Pour cette édition, notre priorité est claire : faire en sorte que cette visibilité internationale se traduise en coopérations utiles. Cela concerne en particulier les secteurs liés à l’élevage, aux intrants, à l’agro-fourniture, à l’agro-industrie, au digital agricole et, plus largement, à toutes les solutions qui renforcent la durabilité et la compétitivité des filières marocaines. L’objectif n’est pas seulement d’accueillir, mais de créer de vraies opportunités de partenariat et d’investissement.
Quelles seront les principales nouveautés de cette édition, notamment en termes d’innovations, de dispositifs d’exposition ou de programmation scientifique ?
Cette édition 2026 se distingue d’abord par la force de son positionnement thématique. Le choix de consacrer le salon à la durabilité de la production animale et à la souveraineté alimentaire donne une cohérence particulière à l’ensemble de la programmation.
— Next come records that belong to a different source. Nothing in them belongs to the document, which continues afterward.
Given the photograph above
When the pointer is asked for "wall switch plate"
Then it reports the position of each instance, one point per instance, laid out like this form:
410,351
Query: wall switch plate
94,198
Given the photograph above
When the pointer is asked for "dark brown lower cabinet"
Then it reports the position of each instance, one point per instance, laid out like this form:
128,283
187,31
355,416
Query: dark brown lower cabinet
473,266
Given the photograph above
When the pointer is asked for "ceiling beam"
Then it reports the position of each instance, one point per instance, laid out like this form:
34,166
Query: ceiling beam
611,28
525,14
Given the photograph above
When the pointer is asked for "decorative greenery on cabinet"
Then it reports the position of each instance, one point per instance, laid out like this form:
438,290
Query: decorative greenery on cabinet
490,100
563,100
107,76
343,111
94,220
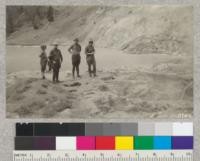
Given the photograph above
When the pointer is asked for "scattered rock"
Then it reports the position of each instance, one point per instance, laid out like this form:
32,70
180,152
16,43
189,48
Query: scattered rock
75,84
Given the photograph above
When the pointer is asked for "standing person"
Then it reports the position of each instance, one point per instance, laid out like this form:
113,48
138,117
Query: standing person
56,59
43,60
75,50
90,58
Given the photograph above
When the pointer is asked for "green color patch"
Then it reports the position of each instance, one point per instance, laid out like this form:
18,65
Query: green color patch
143,142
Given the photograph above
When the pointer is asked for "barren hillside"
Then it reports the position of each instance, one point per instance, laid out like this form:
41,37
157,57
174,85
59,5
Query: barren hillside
137,30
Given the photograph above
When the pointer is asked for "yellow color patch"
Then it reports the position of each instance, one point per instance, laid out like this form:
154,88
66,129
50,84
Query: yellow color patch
124,143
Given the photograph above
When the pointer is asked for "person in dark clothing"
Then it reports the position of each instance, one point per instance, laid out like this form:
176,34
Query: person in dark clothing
43,60
49,64
75,50
56,59
90,58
Ce thème se traduira dans les contenus, dans les conférences, dans les espaces d’exposition et dans les échanges entre professionnels, avec une attention renforcée portée aux enjeux liés à l’élevage, aux intrants d’élevage, à l’agro-fourniture, au digital agricole et aux solutions concrètes de terrain.
Il y a aussi une volonté très nette de renforcer la dimension opérationnelle du salon. Cela passe par la plateforme B2B, qui permet de préparer les rendez-vous d’affaires en amont, d’identifier des partenaires qualifiés et de planifier les rencontres de manière plus efficace.
Enfin, quels objectifs chiffrés vous fixez-vous pour cette édition, en termes de fréquentation, de participation internationale et de retombées économiques ou contractuelles ?
Pour cette 18ème édition, notre ambition est claire. Le SIAM 2026 vise à accueillir 1 500 exposants, 1 100 000 visiteurs, 70 pays participants et plus de 40 conférences. Ces chiffres traduisent à la fois l’ampleur du rendez-vous et le niveau d’attractivité que le salon continue d’exercer, au Maroc comme à l’international.
Au-delà de ces repères, notre objectif est surtout de confirmer le SIAM comme une plateforme utile, capable de réunir les professionnels, de favoriser les rencontres qualifiées et de créer les conditions d’échanges concrets entre les différents acteurs du secteur. C’est tout le sens de la plateforme B2B, de l’organisation en pôles thématiques et de l’espace conférences, qui permettent de faire du salon un lieu de contenu, de coopération et de mise en relation.
S’agissant des retombées économiques ou contractuelles, je préfère ne pas avancer de chiffres qui n’ont pas été arrêtés pour le moment. En revanche, tout est pensé pour renforcer la qualité des contacts, encourager les partenariats et faire en sorte que cette édition génère de vraies opportunités pour les exposants, les professionnels et les institutions présentes.